It's been so long, I don't really remember! I probably read about it on a library listserv (I'm a librarian), and since making old texts accessible has always been a concern of mine, I jumped right in.
What was your first contact like?
Great! Mike Hart has always been easy to deal with via e-mail, although we've never talked. He and the "crew du jour" directed me to the FAQ and I took it from there.
What was the first PG job you did? How did it go?
My first job might have been Henry James' _Turn of the Screw_ (I just found a note from September 1993 on copyright clearance for it). Since in a former incarnation I was editorial assistant for the _Henry James Review_, I thought that would be a good start. I've always typed the files (I'm a fast typist), and I think we had few problems along the way.
How did you develop your PG experience from there?
Helter-skelter, much like my reading habits. I work at a historically black university, so getting 19th C African-American works posted is a central concern. I've done _Clotelle_ (the first A-A American novel) and the autobiography of Henry O. Flipper, the West Point cadet, and I'm always looking for something new in that area. Somewhere along the way I got sidetracked into essays by Whittier and other U.S. poets, and I've collaborated on early American historical documents and Sir Walter Scott with a fellow PGer up in Ohio and Chinese documents with another contact in Japan. A couple of years ago, I saw that someone in San Francisco needed help with the Shakespeare Apocrypha, and that has occupied my time on and off since. It's always something!

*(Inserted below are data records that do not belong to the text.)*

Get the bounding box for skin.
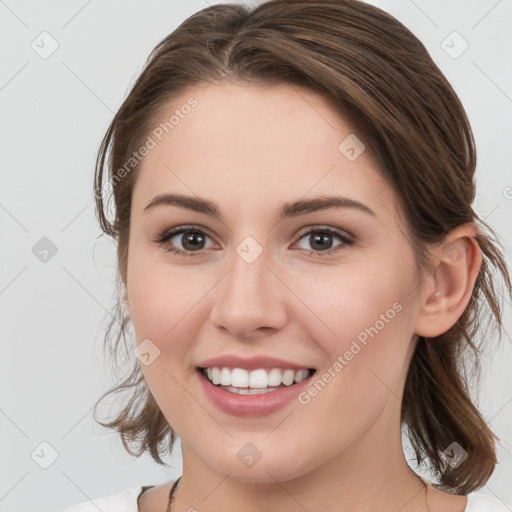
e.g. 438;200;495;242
126;82;481;512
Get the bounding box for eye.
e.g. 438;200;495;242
293;226;354;257
153;225;354;257
153;225;217;257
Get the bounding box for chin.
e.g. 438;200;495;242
198;440;316;484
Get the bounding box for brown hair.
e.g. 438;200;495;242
92;0;511;494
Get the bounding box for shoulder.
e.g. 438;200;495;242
54;485;146;512
465;493;512;512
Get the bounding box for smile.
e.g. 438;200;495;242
201;367;314;394
197;362;317;416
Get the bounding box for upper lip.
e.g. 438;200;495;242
197;354;315;371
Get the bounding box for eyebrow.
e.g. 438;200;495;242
143;193;376;221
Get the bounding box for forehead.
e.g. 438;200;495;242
131;81;397;222
147;81;361;166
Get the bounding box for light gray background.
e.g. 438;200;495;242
0;1;511;511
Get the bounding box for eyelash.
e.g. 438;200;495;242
153;224;355;258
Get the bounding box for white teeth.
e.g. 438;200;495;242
249;369;268;388
231;368;249;388
238;387;271;395
268;368;282;387
202;366;312;388
211;367;221;385
221;385;282;395
282;369;295;386
220;367;231;386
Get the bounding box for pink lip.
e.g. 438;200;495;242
197;368;316;417
197;354;314;371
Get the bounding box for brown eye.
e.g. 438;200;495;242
154;226;215;256
154;224;354;258
293;226;354;256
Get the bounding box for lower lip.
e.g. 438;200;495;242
197;369;315;416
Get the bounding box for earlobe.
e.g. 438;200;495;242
414;224;482;338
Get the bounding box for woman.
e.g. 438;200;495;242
59;0;511;511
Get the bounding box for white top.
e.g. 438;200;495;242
55;485;512;512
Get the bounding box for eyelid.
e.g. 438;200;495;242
294;224;355;242
156;223;354;242
156;223;216;242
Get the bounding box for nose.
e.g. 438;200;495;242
208;246;288;340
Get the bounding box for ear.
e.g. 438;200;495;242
414;223;482;337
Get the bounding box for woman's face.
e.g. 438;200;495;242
126;82;425;482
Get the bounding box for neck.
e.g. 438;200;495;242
174;410;428;512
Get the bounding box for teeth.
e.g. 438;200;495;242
294;369;309;383
249;369;268;388
211;367;221;385
202;367;312;388
220;367;231;386
224;385;282;395
282;369;295;386
268;368;282;387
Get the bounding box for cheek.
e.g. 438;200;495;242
300;257;415;351
126;246;202;342
291;280;415;453
127;256;205;419
296;255;418;410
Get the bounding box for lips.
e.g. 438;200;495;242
198;354;314;371
196;354;317;416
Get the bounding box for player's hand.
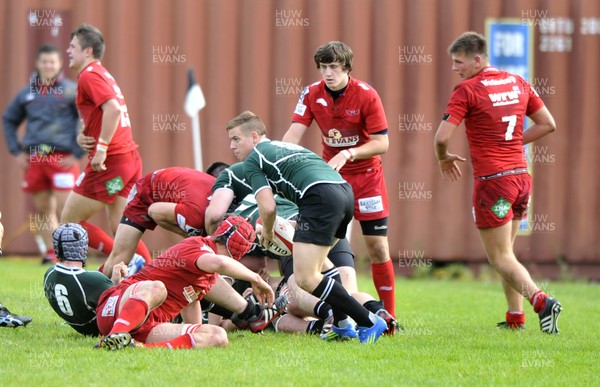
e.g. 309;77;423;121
91;149;108;171
15;153;30;169
258;228;275;250
111;262;129;285
77;133;96;152
59;154;79;168
251;277;275;306
437;153;466;181
327;152;348;172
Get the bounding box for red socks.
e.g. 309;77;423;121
109;297;149;334
506;311;525;327
144;333;195;349
372;261;396;317
529;290;548;313
80;221;114;255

Can you tell us about the first text you produced?
I think it was _The Turn of the Screw_, which was a good starting point--not too long, a good read, etc. Just plugging away at the text a few pages a day made the process go quickly.
Why do you spend your hours contributing to PG?
I love the idea of making all of this print knowledge available to anyone anywhere. Working in a library that has suffered budget problems over the years opened my eyes to the need for acquisition of as much free stuff as possible for our students and faculty. Besides, in a perverse way, it's fun!
Do you specialize in any particular kind of work? of texts?
I've probably focused more on plays, historical documents, and 19th C U.S. works than anything else.
What do you like about making a PG text?
Having a project come to fruition--finally seeing an almost forgotten text come to life again.
What do you dislike about making a PG text?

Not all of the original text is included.